Uroflowmetry is a routine clinical method for evaluating lower urinary tract function. However, the conventional office-based gravimetric uroflowmetry only allows single and random measurements, and patients are susceptible to psychological and environmental interferences during the test, which impairs the authenticity of voiding detection. We hypothesized that a portable home-use uroflowmeter with high precision and dynamic monitoring capabilities could be developed by using flexible bending sensors as the core unit, to realize continuous monitoring of voiding function and accurately reflect patients' bladder function. On this basis, we constructed an internet platform for continuous health management in urology, which enables disease early warning and remote doctor-patient interaction, thus providing a novel intelligent assessment tool for lower urinary tract dysfunction.

(1) Device Design
An integrated portable uroflowmeter was developed and validated, which is palm-sized and integrated with a urine collection channel, a flexible pressure sensor, Bluetooth and MQTT transmission chips, and a signal processing unit. The device supports the measurement of 7 common clinical uroflowmetric parameters:
① Real-time curve of flow rate
② Maximum Flow Rate (Qmax)
③ Average Flow Rate (Qave)
④ Flow Time (FT)
⑤ Time to Maximum Flow (TQmax)
⑥ Voiding Delay Time (VDT)
⑦ Urine Volume (UV) per micturition
(2) Working Principle
A high-precision flexible bending sensor was used for real-time detection of urine flow rate. The collected data were transmitted to the internet hospital platform via Bluetooth and MQTT transmission chips, enabling remote review and online consultation by physicians.
(3) Validation Methods
A peristaltic pump was used to simulate four typical voiding patterns: normal, intermittent, slow, and fluctuating voiding, for curve reproduction tests. Durability tests, lifespan tests, and environmental temperature adaptability tests were conducted in an artificial urine environment to evaluate the stability and accuracy of the device.

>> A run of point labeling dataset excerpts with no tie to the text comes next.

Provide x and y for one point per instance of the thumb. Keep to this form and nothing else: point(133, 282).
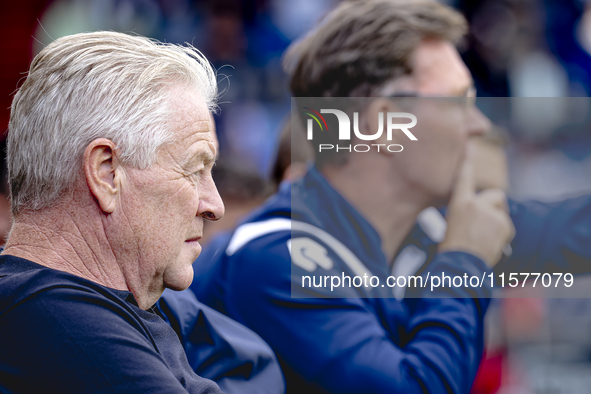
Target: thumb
point(464, 186)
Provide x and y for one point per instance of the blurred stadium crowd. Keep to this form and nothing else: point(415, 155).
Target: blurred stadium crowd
point(516, 48)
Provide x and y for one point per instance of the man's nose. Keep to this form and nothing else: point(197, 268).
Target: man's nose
point(477, 122)
point(211, 206)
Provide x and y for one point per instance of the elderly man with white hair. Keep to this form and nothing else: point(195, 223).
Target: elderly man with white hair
point(110, 152)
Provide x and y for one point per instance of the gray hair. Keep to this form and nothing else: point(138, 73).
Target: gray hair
point(95, 85)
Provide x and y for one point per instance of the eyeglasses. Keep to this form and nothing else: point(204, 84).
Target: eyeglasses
point(466, 100)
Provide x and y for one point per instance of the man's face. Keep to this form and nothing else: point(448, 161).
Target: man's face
point(163, 207)
point(430, 164)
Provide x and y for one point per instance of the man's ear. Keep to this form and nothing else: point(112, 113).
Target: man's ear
point(101, 169)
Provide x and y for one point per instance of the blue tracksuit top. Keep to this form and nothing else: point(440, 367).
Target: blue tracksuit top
point(367, 345)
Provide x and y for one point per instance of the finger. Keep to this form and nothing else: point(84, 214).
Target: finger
point(494, 197)
point(464, 184)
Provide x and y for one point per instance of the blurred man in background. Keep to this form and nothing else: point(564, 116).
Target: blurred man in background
point(382, 344)
point(376, 205)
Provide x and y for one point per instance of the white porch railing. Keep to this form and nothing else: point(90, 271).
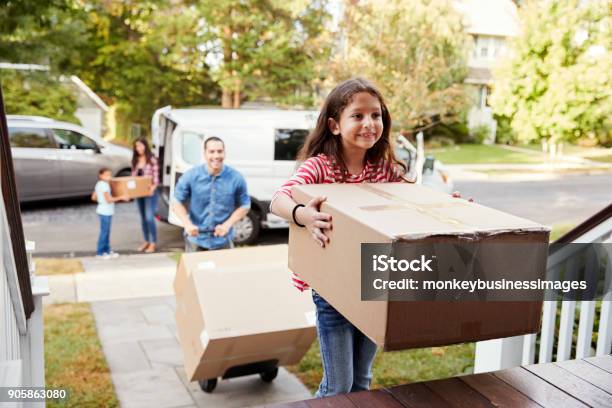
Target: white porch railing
point(22, 340)
point(492, 355)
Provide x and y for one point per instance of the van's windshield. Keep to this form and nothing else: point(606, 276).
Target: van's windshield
point(191, 147)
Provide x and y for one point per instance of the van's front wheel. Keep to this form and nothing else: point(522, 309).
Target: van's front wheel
point(247, 229)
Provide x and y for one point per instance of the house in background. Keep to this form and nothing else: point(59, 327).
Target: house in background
point(91, 110)
point(491, 23)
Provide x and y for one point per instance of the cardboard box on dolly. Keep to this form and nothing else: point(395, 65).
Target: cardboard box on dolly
point(237, 313)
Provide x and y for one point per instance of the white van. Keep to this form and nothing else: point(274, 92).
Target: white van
point(260, 143)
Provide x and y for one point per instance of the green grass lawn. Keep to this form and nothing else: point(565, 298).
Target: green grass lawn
point(560, 229)
point(482, 154)
point(74, 358)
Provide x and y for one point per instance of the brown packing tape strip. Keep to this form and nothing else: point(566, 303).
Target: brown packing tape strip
point(425, 209)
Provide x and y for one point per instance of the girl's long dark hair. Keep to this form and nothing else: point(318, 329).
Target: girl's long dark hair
point(322, 140)
point(148, 152)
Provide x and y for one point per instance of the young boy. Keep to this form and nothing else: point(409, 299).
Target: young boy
point(105, 210)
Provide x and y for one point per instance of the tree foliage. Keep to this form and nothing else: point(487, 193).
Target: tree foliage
point(261, 49)
point(415, 51)
point(37, 93)
point(556, 83)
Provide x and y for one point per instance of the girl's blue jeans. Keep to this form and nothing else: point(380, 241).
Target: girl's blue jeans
point(347, 353)
point(104, 237)
point(146, 208)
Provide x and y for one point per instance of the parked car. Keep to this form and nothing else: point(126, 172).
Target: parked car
point(260, 143)
point(54, 159)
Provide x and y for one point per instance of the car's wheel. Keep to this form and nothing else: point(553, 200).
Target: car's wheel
point(208, 385)
point(247, 229)
point(269, 376)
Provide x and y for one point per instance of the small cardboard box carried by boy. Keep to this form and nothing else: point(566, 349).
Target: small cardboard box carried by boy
point(397, 213)
point(237, 307)
point(132, 186)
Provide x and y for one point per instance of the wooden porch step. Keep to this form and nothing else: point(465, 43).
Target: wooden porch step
point(574, 383)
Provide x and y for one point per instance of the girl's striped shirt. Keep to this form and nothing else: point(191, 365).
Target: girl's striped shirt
point(322, 170)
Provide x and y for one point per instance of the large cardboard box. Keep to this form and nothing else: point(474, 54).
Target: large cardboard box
point(133, 186)
point(400, 212)
point(238, 306)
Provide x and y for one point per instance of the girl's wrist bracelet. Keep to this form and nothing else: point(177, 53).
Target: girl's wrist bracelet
point(293, 215)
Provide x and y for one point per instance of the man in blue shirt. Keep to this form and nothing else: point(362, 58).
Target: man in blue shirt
point(217, 198)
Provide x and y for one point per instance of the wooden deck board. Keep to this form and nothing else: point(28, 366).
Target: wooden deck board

1.	The device could accurately output 7 common uroflowmetric parameters and generate complete real-time flow rate curves.
2.	It successfully reproduced the four typical voiding patterns, and the detected curves were consistent with the output curves of the standard peristaltic pump and the data from clinical gravimetric uroflowmetry equipment.
3.	Durability, lifespan and wide temperature range tests were completed, showing stable signal output and measurement errors meeting clinical requirements.
4.	Cloud data transmission and connection with the internet hospital platform were realized, supporting a closed loop of home-based detection for patients and remote consultation for physicians.

This portable uroflowmeter achieves innovative breakthroughs in three dimensions: technical principle, device form factor, and doctor-patient interaction, breaking the limitation that traditional devices only allow single office-based detection. With excellent accuracy, stability and environmental adaptability, the device can meet the needs of long-term, continuous and private dynamic monitoring of voiding function in home settings, and provide objective and quantitative data support for screening, efficacy evaluation and chronic disease management of lower urinary tract diseases.

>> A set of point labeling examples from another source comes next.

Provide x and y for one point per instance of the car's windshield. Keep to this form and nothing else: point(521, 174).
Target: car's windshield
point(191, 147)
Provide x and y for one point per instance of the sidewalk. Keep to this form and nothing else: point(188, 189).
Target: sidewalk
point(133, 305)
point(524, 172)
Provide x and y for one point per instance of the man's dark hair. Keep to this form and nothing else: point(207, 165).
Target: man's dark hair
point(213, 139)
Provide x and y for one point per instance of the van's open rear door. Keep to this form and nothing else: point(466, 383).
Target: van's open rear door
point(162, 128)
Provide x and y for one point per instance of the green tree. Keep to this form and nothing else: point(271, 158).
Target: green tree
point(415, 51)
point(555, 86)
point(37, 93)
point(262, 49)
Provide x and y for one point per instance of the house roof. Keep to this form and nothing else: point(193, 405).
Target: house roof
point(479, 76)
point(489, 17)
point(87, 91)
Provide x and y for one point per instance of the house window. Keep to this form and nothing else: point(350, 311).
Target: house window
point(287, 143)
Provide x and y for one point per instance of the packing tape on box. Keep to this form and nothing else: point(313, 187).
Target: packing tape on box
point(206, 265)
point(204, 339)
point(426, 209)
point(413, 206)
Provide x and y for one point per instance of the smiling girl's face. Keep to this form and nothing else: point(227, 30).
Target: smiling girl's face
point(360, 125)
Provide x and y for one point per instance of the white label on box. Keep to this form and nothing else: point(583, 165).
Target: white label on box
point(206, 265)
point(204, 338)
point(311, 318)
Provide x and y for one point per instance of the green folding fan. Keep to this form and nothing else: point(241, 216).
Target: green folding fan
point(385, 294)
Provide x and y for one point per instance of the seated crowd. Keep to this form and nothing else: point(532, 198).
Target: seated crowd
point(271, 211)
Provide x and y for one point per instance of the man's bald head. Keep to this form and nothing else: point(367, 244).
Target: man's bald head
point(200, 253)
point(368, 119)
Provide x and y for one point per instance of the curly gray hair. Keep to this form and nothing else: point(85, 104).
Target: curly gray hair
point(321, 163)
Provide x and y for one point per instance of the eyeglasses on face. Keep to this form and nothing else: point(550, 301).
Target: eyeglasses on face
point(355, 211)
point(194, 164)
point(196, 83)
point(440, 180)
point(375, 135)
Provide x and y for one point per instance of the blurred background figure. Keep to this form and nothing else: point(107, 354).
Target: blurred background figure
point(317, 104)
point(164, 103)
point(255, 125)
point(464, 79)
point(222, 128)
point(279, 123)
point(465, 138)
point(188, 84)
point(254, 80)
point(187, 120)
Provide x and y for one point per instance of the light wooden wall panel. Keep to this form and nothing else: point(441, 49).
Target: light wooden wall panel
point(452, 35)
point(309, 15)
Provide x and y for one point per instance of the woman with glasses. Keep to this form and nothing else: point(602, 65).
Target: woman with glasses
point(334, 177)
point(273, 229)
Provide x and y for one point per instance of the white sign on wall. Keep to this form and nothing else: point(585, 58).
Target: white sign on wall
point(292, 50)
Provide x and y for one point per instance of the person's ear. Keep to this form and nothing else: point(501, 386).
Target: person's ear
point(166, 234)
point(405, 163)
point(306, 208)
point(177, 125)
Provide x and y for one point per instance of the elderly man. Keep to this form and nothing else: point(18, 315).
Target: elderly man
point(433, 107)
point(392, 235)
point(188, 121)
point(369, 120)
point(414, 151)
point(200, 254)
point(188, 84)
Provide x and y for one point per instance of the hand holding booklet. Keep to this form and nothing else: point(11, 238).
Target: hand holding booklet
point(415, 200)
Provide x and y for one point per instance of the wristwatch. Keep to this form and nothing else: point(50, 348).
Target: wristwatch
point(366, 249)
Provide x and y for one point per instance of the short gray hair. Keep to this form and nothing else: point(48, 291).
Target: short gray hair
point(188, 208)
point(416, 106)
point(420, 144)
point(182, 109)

This study successfully developed an integrated portable uroflowmeter with the advantages of portability, high precision and remote interconnection. The device can fully output 7 common uroflowmetric parameters and accurately reproduce various voiding curves. It extends uroflowmetry from hospitals to homes, constructs a complete closed loop of "home-based monitoring - cloud data - remote diagnosis and treatment", and establishes an internet platform for continuous health management in urology, thus providing a revolutionary tool for the dynamic assessment and long-term management of lower urinary tract dysfunction.